While many details about the game are still being kept under wraps, the company has made it clear that it does NOT plan to license real gamers and is positioning it as an alternative to EA’s highly acclaimed game. Fifa game franchise.
GOALS co-founder and CEO Andreas Thorstensson said of FIFA: “You have a huge incumbent in a monopoly position. They do not innovate in terms of gameplay. They focus on revenue. This is where a startup has the chance to beat them. But we want to do things a little differently.
Thorstensson went on to mention that the company is working on a rough internal version of the game and it will be ready this summer, while the finished game should be ready in two to three years.
North area and Cherry Ventures led the round alongside Moonfire Ventures and Banana capital. A handful of other high-profile investors also participated, including Axie Infinity co-founder and COO Aleksander Larsen, FC Barcelona centre-back Gerard Pique and Sorare co-founder Nicolas Julia.
EA’s FIFA dominated the console and PC sports genre for decades, with the franchise obsession with realism being an important part of this success. A network of data reviewers ensures that each player’s statistics are up to date, for example.
Rewrite the beautiful game
GOALS will take a different approach. Not only will they not license players (with all the costs that entails), but they will also abandon realism on the pitch. According to Thorstensson, “GOALS has a more arcade approach” and will sacrifice the “simulation” side of FIFA, he says.
It’s a bold move, perhaps driven by financial necessity rather than desire, but it will at least produce a very different game of football from the market leader.
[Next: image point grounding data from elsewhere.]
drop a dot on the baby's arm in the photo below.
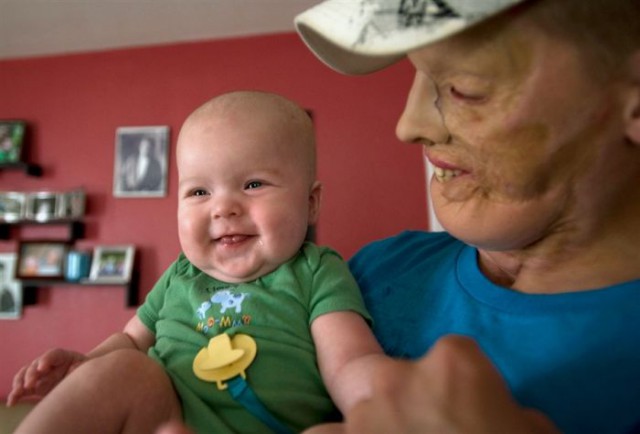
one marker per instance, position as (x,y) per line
(40,376)
(347,355)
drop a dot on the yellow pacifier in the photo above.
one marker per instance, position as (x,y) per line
(224,362)
(225,358)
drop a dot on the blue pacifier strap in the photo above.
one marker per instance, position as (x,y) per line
(242,392)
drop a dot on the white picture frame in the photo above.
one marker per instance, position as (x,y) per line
(141,161)
(12,206)
(112,264)
(42,206)
(71,204)
(10,288)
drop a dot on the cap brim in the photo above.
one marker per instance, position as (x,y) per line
(358,37)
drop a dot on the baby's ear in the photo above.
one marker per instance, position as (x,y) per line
(632,109)
(314,202)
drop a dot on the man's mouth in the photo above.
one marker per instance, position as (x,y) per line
(444,175)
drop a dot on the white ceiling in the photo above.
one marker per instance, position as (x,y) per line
(49,27)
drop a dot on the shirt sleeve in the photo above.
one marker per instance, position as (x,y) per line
(334,288)
(149,312)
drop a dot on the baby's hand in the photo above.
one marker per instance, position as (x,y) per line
(43,374)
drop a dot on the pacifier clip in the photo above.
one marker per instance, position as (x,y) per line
(224,362)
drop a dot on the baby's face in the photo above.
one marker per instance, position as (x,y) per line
(245,196)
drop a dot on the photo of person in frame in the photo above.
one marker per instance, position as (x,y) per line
(141,164)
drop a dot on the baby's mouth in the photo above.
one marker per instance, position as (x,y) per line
(232,239)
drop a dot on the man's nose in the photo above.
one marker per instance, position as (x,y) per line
(421,121)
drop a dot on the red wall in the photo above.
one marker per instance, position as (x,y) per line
(373,185)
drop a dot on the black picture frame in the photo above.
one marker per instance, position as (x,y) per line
(141,161)
(12,133)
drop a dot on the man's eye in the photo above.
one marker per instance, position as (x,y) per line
(458,94)
(253,184)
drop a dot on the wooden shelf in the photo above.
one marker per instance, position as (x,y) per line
(76,227)
(28,168)
(30,288)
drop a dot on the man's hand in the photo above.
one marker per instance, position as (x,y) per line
(453,389)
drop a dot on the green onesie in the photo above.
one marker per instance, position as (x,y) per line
(188,307)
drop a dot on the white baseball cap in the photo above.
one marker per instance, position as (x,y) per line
(361,36)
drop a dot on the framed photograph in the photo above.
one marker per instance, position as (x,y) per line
(71,204)
(141,162)
(11,141)
(10,288)
(41,260)
(12,206)
(42,206)
(112,264)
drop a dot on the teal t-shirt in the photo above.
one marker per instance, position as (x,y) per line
(187,307)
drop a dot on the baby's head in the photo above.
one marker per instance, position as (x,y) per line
(247,188)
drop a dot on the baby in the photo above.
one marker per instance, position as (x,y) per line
(248,305)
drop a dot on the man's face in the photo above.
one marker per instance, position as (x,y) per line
(522,140)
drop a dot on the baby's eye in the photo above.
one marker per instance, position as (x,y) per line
(253,184)
(199,192)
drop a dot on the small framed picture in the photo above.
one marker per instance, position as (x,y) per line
(141,160)
(12,206)
(42,206)
(11,141)
(112,264)
(10,288)
(41,260)
(71,204)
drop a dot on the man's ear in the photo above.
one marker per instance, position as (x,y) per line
(314,202)
(632,109)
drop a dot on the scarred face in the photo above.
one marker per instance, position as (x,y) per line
(525,145)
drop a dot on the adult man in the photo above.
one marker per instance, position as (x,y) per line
(529,112)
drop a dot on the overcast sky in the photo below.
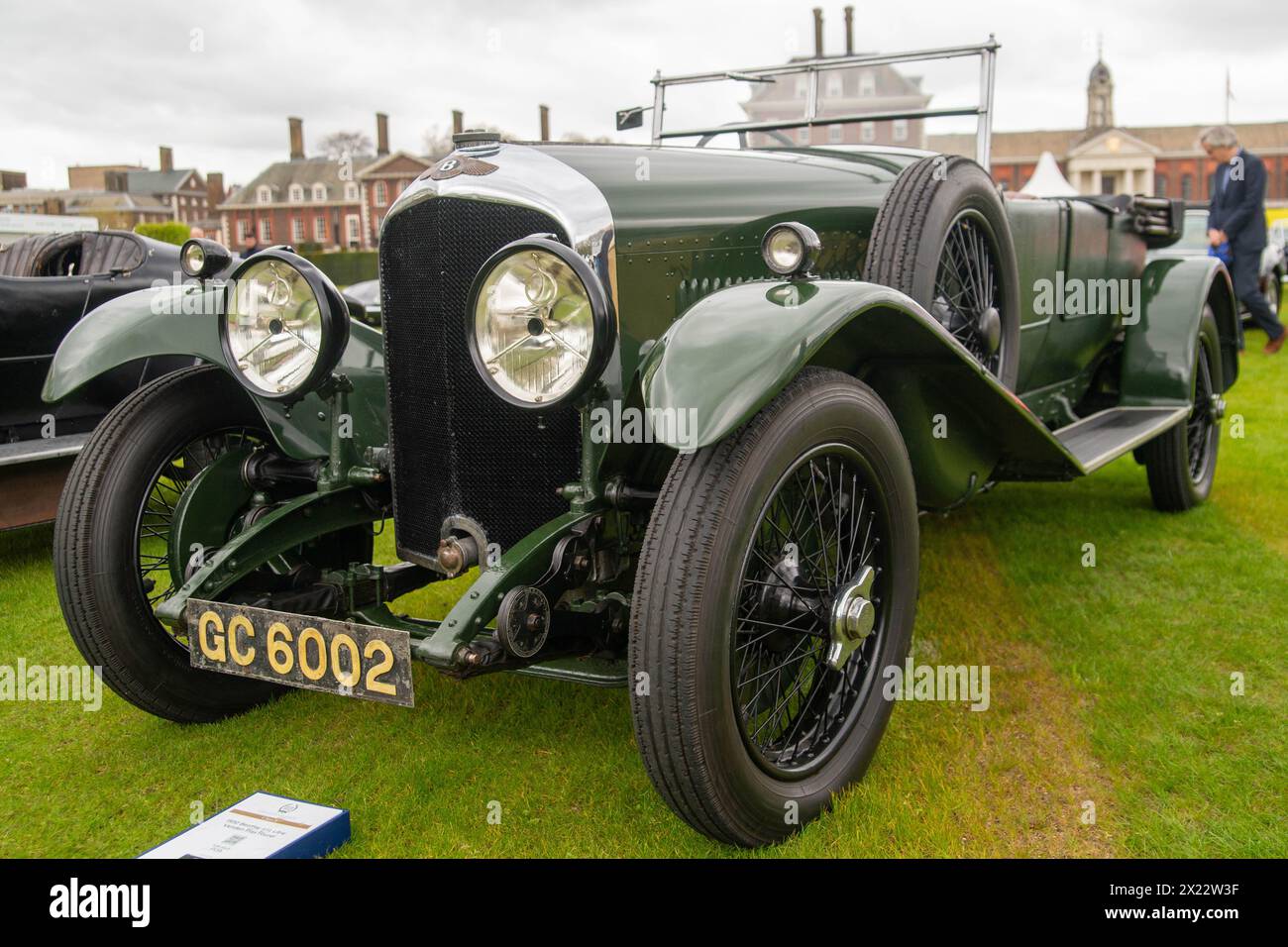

And while FIFA and GOALS will allow players to earn and buy in-game assets, GOALS plans to give players the option to cash in their loot for real money, which you can’t do on FIFA. .
GOALS players can buy assets from other players on the GOALS open market or any supported third-party market. The company also hopes that its gaming community will be involved in the development of the game from the start. He currently has a group of 8,000 fans on Discord and aims to give them early access to betas of the game and gather feedback.
FIFA Overhaul on Maps
It should be noted that FIFA itself is behind schedule on an overhaul, which is even more likely to happen because – after FIFA 23 – the naming agreement between FIFA and EA Sports expires (in December 2022) and Andrew Wilson, CEO of EA, has confirmed that there will be no new contract.
So far all we’ve seen from GOALS is a slick trailer which spells out the GOALS difference but reveals little about what the gameplay will actually look like. Meanwhile, the action on the pitch is heating up elsewhere with Konami’s Electronic Football set to relaunch on April 14and as well as the promising Strikerz Inc. UFL.